Author janji mau update beberapa part ye kan? Jadi author tepatin nih janji author. Biar nggak dikasih harapan mulu, kan akit ati.
Jangan lupa klik🌟
******
"Kenapa bisa gitu? Apa Ara punya semacam penyakit?" tanya Anaz yang sudah kelewatan penasaran.
"Setahu gue sih, nggak deh kayaknya. Dia juga nggak terlalu sering sakit kepala, mungkin karena kelelahan, kan dia juga kadang harus bantu-bantu di panti," kata Erika, ada sedikit keraguan dalam kalimatnya.
"Sakit kepala Ara kan makin sering semenjak ibu-ibu yang agak stres itu suka ke toko kita, sampai ngaku-ngaku Ara itu anaknya, eh ternyata anak dia udah meninggal cukup lama," balas Sara, cewek yang tadi dipanggil 'Sa'.
"Bener banget, makanya Ara sekarang pakai masker dan kacamata kaya gitu," ungkap Erika kembali.
"Emang cerita awalnya gimana?" tanya Anaz meminta kejelasan dari semua yang mereka ucapkan, ia masih bingung dengan ucapan mereka berdua.
"jadi gini, Ara itu pekerja baru di toko kita.

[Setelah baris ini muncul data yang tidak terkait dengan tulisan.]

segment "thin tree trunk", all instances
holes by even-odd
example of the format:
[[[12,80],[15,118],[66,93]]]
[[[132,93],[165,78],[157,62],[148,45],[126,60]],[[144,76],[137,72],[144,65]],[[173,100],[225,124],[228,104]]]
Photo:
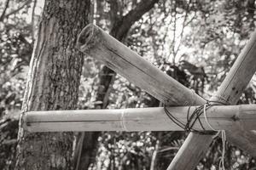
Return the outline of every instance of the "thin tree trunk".
[[[145,13],[150,10],[154,4],[158,3],[159,0],[143,0],[137,4],[137,8],[131,10],[126,15],[120,18],[114,17],[115,20],[112,20],[113,23],[113,27],[110,31],[110,35],[122,41],[127,36],[127,33],[131,26],[134,24],[135,21],[138,20]],[[111,2],[115,3],[115,2]],[[114,12],[113,12],[114,13]],[[117,13],[116,13],[117,14]],[[105,109],[108,106],[108,94],[111,90],[111,85],[114,81],[116,73],[107,66],[100,71],[99,73],[99,91],[96,93],[96,101],[102,101],[101,104],[96,105],[96,109]],[[81,133],[81,136],[83,134]],[[79,169],[88,169],[91,163],[95,162],[96,159],[96,150],[97,149],[97,137],[101,133],[99,132],[88,132],[86,135],[84,135],[84,138],[79,137],[80,140],[84,141],[83,146],[81,147],[82,150],[90,150],[94,151],[82,151],[81,156],[77,156],[76,157],[81,158],[79,162],[84,162],[83,165],[79,165]],[[88,144],[90,144],[88,145]],[[79,153],[76,151],[76,153]],[[89,160],[88,160],[89,159]],[[85,163],[86,162],[86,163]]]
[[[23,113],[76,109],[84,56],[75,44],[89,12],[90,0],[45,2]],[[16,169],[73,169],[73,133],[29,133],[21,126],[20,122]]]

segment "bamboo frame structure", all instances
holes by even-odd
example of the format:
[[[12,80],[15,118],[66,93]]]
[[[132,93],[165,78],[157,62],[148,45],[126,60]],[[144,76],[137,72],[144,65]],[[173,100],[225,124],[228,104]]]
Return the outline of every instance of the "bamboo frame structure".
[[[206,102],[175,80],[165,76],[97,26],[86,26],[79,35],[78,42],[82,52],[102,60],[107,66],[145,89],[166,105],[195,105]],[[254,33],[218,92],[212,99],[225,104],[236,104],[256,71],[255,42]],[[231,143],[251,156],[256,156],[256,135],[253,132],[236,128],[227,131],[227,137]],[[201,153],[207,150],[212,139],[211,135],[190,133],[186,141],[189,140],[189,142],[184,143],[169,169],[194,169],[201,158]]]
[[[166,107],[184,125],[188,122],[188,113],[191,116],[196,108]],[[256,105],[214,105],[207,110],[207,117],[201,114],[199,120],[195,118],[191,121],[195,121],[192,128],[197,131],[230,130],[236,127],[256,130]],[[184,130],[169,118],[163,107],[29,111],[23,121],[24,128],[29,132]]]

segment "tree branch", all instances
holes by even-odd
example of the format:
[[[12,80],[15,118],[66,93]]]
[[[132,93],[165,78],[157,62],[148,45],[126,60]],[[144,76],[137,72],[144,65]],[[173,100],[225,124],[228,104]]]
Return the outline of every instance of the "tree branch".
[[[29,4],[32,2],[32,0],[28,0],[26,1],[22,5],[20,5],[20,7],[18,7],[18,8],[9,12],[9,14],[7,14],[4,18],[8,18],[9,15],[14,14],[17,12],[19,12],[21,8],[23,8],[26,5]]]

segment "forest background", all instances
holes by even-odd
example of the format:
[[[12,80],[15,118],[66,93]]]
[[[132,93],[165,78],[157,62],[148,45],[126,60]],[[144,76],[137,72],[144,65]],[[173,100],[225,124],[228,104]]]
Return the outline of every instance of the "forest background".
[[[148,3],[147,3],[148,2]],[[0,2],[0,169],[14,169],[19,116],[44,3]],[[254,0],[96,0],[90,21],[196,94],[217,90],[255,27]],[[250,69],[250,68],[248,68]],[[239,104],[254,104],[253,77]],[[86,57],[78,109],[156,107],[143,90]],[[166,169],[183,132],[74,133],[78,169]],[[197,169],[218,169],[216,139]],[[227,144],[227,169],[256,169],[252,157]]]

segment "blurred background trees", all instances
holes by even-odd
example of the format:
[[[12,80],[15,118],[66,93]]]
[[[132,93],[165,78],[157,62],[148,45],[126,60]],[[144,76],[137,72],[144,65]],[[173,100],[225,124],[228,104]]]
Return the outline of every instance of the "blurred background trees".
[[[91,22],[156,67],[209,99],[254,30],[254,0],[96,0]],[[18,118],[44,3],[0,2],[0,169],[13,169]],[[249,68],[248,68],[249,69]],[[240,104],[255,103],[256,78]],[[161,105],[125,78],[86,57],[79,109]],[[181,132],[75,133],[77,169],[165,169],[183,144]],[[197,169],[218,169],[216,139]],[[254,169],[255,160],[228,144],[227,169]]]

Dia baru beberapa bulan kerja di toko," kata Erika mulai menjelaskan.
"Waktu itu, masih jam kerja. Ada Ibu-ibu datang, ngaku-ngaku kalau Ara itu anaknya. Padahal Ara sendiri dari kecil tinggal di panti. Ternyata Ibu-ibu itu agak stres, kata suaminya Ibu-ibu itu sendiri sih yang bilang istrinya agak stres. Besoknya Ibu-ibu datang lagi, bilang kalau Ara anaknya, eh Ibu-ibu itu malah jadi keterusan, dia datang mulu ke toko. Awalnya sih Ara maklumin, tapi lama-kelamaan Ara jadi risih," kata Sara, ia menjeda ceritanya, lalu meminum jus yang ia pesan dari tadi.

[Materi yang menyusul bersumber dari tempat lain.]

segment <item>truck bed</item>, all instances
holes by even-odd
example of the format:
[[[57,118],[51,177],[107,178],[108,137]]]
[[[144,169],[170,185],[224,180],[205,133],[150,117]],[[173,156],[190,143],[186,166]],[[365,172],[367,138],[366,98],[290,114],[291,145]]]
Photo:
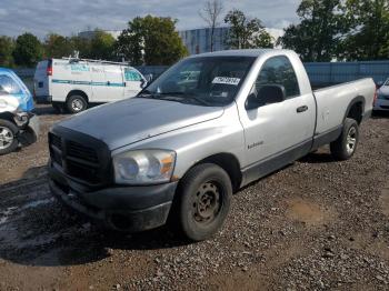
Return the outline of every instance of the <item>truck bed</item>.
[[[337,129],[343,123],[345,112],[353,99],[361,99],[363,114],[372,110],[375,82],[371,78],[315,90],[317,126],[315,134]]]

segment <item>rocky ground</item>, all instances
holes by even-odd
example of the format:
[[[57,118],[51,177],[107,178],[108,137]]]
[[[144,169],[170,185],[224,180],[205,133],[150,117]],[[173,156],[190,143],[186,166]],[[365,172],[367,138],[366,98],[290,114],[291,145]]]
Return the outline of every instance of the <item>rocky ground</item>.
[[[33,146],[0,157],[0,290],[389,290],[389,116],[361,129],[356,155],[328,149],[239,191],[212,240],[168,229],[102,234],[47,185],[39,108]]]

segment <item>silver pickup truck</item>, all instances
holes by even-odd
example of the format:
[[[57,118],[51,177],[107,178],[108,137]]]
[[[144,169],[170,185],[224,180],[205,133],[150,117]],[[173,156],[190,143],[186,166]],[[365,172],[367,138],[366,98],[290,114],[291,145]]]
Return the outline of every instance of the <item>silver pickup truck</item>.
[[[210,238],[241,187],[330,144],[355,153],[371,79],[312,91],[288,50],[236,50],[187,58],[138,97],[56,124],[50,188],[72,209],[133,232],[172,222]]]

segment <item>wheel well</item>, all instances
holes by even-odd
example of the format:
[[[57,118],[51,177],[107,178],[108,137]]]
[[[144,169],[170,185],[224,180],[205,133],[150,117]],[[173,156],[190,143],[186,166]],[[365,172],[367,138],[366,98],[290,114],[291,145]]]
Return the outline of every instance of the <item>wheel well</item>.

"Karena Ara merasa risih, dia besoknya dateng pake kacamata dan masker kaya gitu. Terus minta sama kita kalau ada Ibu-ibu itu datang, katanya bilang aja Ara udah nggak kerja disini, Akhirnya Ibu-ibu itu nggak datang lagi ke toko tempat kita kerja, Ara jadi kebiasaan pake begituan. Takut dijalan ada Ibu-ibu kaya di toko waktu itu katanya," sambung Sara, ia mencomot roti diatas meja lalu memakannya.
"Ohh, gitu. Makasih ya, buat ceritanya," tukas Anaz, ia sekarang faham kenapa Ara selalu menggunakan kacamata dan maskernya.
"Sama-sama, BeTeWe, kenapa nggak tanya Ara langsung aja?" tanya Erika.
"Pake nanya lagi lo. Lo tau sendiri Ara paling anti cerita masalah pribadi, dan baru pertama kali ini kita liat Ara punya temen cowok juga, 'kan?" Sara menjawab pertanyaan Erika, sebelum dijawab Anaz.
"Bener juga sih. Maaf kalo gue lancang, lo mau jawab pertanyaan dari gue atau nggak itu hak lo sih ya, tapi gue penasaran banget nih, dari tadi gue pengin nanya. Isti lo dimana?" Sara yang tidak enak hati langsung mengantupkan tangan seolah memohon maaf atas pertanyaannya yang lancang.
"Oh, itu. Gue belum nikah, mau lo percaya atau nggak sih itu penilaian lo terhadap gue," jawab Anaz santai, ia sudah sering ditanyai hal seperti ini. Wajar saja mereka bertanya, karena ada Shakira yang menjadi Anaknya. Namun, tidak pernah terlihat Ibu dari Shakira.
Keduanya nampak terkejut, walau hanya sesaat. "Jadi, Shakira?" tanya Erika yang kini mulai tertarik dengan pembicaraan mereka.
"Aku ketemu Shakira di jalanan. Waktu itu Shakira sama Ayah kandungnya. Ayah Shakira menitipkan Shakira ke saya, karena kata Ayah Shakira dia ingin lihat Anaknya sukses. Waktu itu Shakira masih balita. Saat usia Shakira baru menginjak dua tahun. Ayahnya tertabrak truk, dan meninggal. Ya ... Sekarang Shakira jadi anakku," jelas Anaz panjang lebar yang diangguki kedua teman Ara tersebut.
"Jadi, lo belum pernah nikah?" tanya Sara yang hanya dijawab oleh Anaz dengan sebuah gelengan kepala.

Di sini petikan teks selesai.